The behavior of the Federal Reserve's balance sheet confirms this signal.
Over the past banking week, reserve balances at Federal Reserve banks, a proxy for excess reserves, posted a gain of $131 billion.
Since the end of last year, soon after the Fed's December increase in the Federal Funds target rate, the Federal Reserve has seen these reserve balances increase by almost $260 billion.
This is not the behavior of a central bank that has any intention of increasing its policy rate of interest soon.
Before the increase in the policy rate in December, the Fed had been moving since early October to tighten up on reserve balances so as to create conditions that would support an increase in the policy rate.
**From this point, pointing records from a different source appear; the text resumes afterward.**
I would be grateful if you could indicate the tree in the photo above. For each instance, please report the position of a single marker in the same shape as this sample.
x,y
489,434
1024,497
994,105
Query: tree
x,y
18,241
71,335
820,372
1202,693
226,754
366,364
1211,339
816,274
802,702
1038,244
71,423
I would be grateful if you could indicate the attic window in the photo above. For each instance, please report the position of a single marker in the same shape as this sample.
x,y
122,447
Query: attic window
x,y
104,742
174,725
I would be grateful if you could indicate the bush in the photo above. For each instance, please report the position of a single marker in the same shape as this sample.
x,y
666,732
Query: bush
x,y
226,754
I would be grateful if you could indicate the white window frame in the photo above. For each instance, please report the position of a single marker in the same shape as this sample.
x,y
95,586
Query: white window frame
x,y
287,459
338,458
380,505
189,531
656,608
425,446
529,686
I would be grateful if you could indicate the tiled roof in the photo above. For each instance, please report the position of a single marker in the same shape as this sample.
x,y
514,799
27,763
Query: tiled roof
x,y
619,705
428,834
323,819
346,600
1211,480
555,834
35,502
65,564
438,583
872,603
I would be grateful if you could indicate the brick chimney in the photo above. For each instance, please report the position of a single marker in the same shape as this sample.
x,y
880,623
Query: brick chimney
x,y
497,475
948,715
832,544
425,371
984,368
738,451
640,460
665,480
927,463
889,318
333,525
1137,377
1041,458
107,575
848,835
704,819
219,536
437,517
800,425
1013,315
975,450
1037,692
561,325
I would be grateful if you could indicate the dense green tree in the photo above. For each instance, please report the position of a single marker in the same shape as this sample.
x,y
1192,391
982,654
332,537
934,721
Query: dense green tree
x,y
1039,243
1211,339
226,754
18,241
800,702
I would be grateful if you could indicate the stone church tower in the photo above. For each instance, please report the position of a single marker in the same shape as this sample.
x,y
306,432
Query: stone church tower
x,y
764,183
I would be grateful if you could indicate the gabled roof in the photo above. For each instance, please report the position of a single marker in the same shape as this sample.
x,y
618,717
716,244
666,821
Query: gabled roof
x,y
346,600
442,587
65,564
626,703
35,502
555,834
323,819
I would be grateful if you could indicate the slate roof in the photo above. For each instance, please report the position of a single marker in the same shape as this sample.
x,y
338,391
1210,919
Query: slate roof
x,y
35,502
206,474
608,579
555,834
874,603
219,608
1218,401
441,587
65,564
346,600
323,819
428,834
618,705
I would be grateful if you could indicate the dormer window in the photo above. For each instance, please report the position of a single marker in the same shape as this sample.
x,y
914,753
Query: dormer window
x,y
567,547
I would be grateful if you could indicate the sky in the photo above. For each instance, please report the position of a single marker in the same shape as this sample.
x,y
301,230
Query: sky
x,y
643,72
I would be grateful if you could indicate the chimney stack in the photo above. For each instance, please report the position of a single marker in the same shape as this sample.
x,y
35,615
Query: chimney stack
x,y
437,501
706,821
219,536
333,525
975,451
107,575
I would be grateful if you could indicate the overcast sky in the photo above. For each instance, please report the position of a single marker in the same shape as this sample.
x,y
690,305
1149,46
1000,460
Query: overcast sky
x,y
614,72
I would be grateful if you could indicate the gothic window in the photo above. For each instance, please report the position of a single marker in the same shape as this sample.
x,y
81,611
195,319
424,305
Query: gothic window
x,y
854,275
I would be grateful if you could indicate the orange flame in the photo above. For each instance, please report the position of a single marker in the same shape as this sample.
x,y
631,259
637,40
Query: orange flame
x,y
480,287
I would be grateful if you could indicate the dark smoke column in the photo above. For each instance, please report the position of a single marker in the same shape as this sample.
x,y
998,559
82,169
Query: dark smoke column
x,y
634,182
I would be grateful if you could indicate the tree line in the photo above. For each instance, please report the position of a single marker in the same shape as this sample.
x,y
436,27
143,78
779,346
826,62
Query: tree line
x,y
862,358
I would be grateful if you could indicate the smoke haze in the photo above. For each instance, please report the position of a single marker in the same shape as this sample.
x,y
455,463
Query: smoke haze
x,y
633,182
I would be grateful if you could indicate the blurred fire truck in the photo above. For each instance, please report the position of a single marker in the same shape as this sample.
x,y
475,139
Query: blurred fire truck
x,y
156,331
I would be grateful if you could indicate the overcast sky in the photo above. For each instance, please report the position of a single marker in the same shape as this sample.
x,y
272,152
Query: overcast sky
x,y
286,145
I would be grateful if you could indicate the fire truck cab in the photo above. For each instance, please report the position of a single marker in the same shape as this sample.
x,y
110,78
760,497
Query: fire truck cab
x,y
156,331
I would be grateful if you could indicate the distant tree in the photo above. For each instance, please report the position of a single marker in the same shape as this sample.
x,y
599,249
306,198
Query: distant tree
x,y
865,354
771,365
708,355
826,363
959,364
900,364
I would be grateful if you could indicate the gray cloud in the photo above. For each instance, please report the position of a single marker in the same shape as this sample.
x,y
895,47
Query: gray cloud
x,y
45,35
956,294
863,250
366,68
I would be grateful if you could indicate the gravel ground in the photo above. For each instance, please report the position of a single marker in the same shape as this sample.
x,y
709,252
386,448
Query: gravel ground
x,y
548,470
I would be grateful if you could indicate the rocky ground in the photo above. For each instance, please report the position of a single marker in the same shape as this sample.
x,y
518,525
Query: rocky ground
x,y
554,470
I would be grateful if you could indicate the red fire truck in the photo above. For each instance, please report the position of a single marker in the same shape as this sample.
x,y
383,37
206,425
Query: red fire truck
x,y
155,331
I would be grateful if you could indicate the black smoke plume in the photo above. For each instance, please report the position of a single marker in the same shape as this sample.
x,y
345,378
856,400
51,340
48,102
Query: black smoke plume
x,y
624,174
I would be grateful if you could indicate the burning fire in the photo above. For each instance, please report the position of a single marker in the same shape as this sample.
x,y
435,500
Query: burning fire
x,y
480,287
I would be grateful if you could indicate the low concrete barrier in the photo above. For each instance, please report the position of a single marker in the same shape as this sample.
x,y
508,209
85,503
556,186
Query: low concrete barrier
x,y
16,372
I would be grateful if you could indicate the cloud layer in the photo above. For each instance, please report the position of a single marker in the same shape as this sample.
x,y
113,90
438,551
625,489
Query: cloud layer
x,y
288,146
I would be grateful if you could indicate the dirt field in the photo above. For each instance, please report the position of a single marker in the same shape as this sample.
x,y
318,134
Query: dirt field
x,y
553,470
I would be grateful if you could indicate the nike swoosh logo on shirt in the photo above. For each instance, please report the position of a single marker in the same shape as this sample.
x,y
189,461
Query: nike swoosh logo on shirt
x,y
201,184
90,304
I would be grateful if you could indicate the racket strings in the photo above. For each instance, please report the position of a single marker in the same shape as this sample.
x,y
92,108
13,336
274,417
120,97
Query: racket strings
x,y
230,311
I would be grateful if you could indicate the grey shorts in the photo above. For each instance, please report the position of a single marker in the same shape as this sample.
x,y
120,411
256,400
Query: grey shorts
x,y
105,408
Most of the increase in reserve balances over the past three months has resulted from a reduction in the Fed's Reverse Repurchase Agreements. The total drop here was around $230 billion and represented a running off of repurchase agreements that the Fed had built up over previous weeks.
The Fed has used this tool, reverse repurchase agreements, since the end of October 2014 as a substitute for the outright purchase or sale of open market securities.
In face, the securities held by the Federal Reserve have only increased by just over $15 billion in the past 52 weeks, and increase has come almost solely in the purchase of mortgage-backed securities.
This is consistent with what Fed officials informed the world in terms of how it would operate in the current period of monetary policy we are now in.
The only other account that helped to increase bank was the US Treasury's General Account, which declined by $61 billion. This is not unusual this time of year as the Treasury is about to receive tax payments.
In terms of the effective Federal Funds rate, very little movement has been shown over the past week, or, for that matter over the past several weeks. The effective rate is remaining right around 37 basis points.
Basic conclusion: if the Fed were seriously thinking about raising the target range for the Federal Funds rate, it would be attempting to tighten up on reserve balances, not overseeing them increase.
This just underwrites the basic "Fed Speak" we are getting from Fed Chair Janet Yellen and others. The Federal Reserve is not going to raise the target range for the Federal Funds rate any time soon.